Pins & Vetiver

daggle integrates with the pins and vetiver R packages for publishing data, models, and deploying ML models.

Pins

Use a pin step to publish R objects via pins::pin_write().

Pin step fields

Field Required Description
board yes One of connect, s3, local, azure
name yes Pin name
object yes R expression or path to the object to pin
type no Serialization format: rds, csv, parquet, arrow, json (default: rds)
versioned no Enable versioning (default: true)
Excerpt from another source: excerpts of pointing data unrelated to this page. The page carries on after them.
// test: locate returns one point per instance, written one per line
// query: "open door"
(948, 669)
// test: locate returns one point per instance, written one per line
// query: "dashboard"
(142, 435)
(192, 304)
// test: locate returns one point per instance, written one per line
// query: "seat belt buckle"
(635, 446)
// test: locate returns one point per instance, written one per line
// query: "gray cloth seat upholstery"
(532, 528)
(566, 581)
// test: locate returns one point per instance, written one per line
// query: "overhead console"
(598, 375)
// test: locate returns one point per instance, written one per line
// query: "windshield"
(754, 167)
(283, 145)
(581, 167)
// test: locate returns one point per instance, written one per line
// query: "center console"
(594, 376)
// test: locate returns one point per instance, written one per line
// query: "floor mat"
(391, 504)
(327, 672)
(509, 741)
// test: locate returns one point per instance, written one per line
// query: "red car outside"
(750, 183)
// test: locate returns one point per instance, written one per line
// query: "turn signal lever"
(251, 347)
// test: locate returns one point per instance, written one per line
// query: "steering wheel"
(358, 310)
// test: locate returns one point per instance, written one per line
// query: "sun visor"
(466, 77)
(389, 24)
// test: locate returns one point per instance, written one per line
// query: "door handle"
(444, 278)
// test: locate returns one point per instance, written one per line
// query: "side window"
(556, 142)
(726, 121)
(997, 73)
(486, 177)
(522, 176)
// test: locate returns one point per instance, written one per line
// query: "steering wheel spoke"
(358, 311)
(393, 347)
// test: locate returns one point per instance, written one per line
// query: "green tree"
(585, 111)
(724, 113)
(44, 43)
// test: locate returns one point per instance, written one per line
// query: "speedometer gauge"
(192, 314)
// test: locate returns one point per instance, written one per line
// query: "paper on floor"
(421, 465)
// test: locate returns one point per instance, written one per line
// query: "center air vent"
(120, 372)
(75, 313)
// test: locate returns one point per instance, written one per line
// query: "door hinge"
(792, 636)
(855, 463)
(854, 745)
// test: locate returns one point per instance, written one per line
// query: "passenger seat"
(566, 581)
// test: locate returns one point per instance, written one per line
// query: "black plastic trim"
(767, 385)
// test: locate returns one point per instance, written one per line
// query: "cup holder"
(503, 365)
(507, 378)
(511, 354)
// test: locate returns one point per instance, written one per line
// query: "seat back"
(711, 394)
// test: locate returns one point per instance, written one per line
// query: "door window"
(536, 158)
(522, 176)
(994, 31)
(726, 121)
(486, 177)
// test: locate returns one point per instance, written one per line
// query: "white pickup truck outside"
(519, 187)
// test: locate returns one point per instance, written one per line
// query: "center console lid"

Example: pin a dataset to Connect

steps:
  - id: prepare
    script: prepare_data.R
    outputs:
      summary_path: /data/summary.parquet

  - id: publish
    type: pin
    depends_on: [prepare]
    pin:
      board: connect
      name: sales-summary
      object: "{{ .Steps.prepare.Outputs.summary_path }}"
      type: parquet
      versioned: true
    env:
      CONNECT_SERVER: "${env:CONNECT_SERVER}"
      CONNECT_API_KEY:
        value: "${env:CONNECT_API_KEY}"
        secret: true

Example: pin to S3

steps:
  - id: publish
    type: pin
    pin:
      board: s3
      name: monthly-forecast
      object: forecasts/forecast.rds
      type: rds
    env:
      AWS_ACCESS_KEY_ID: "${env:AWS_ACCESS_KEY_ID}"
      AWS_SECRET_ACCESS_KEY:
        value: "${env:AWS_SECRET_ACCESS_KEY}"
        secret: true
      AWS_DEFAULT_REGION: us-east-1

Vetiver

Use a vetiver step for MLOps model versioning and deployment.

Vetiver step fields

Field Required Description
action yes One of pin (version the model) or deploy (deploy as API)
model yes R expression or path to the vetiver model object
board yes Board for storing the model (connect, s3, local)
name yes Model name

Example: version a model

steps:
  - id: train
    script: train.R
    outputs:
      model_path: /data/models/rf_model.rds

  - id: version
    type: vetiver
    depends_on: [train]
    vetiver:
      action: pin
      model: "{{ .Steps.train.Outputs.model_path }}"
      board: connect
      name: churn-model
    env:
      CONNECT_SERVER: "${env:CONNECT_SERVER}"
      CONNECT_API_KEY:
        value: "${env:CONNECT_API_KEY}"
        secret: true

Example: deploy a model as an API

steps:
  - id: deploy
    type: vetiver
    vetiver:
      action: deploy
      model: "{{ .Steps.train.Outputs.model_path }}"
      board: connect
      name: churn-model
    env:
      CONNECT_SERVER: "${env:CONNECT_SERVER}"
      CONNECT_API_KEY:
        value: "${env:CONNECT_API_KEY}"
        secret: true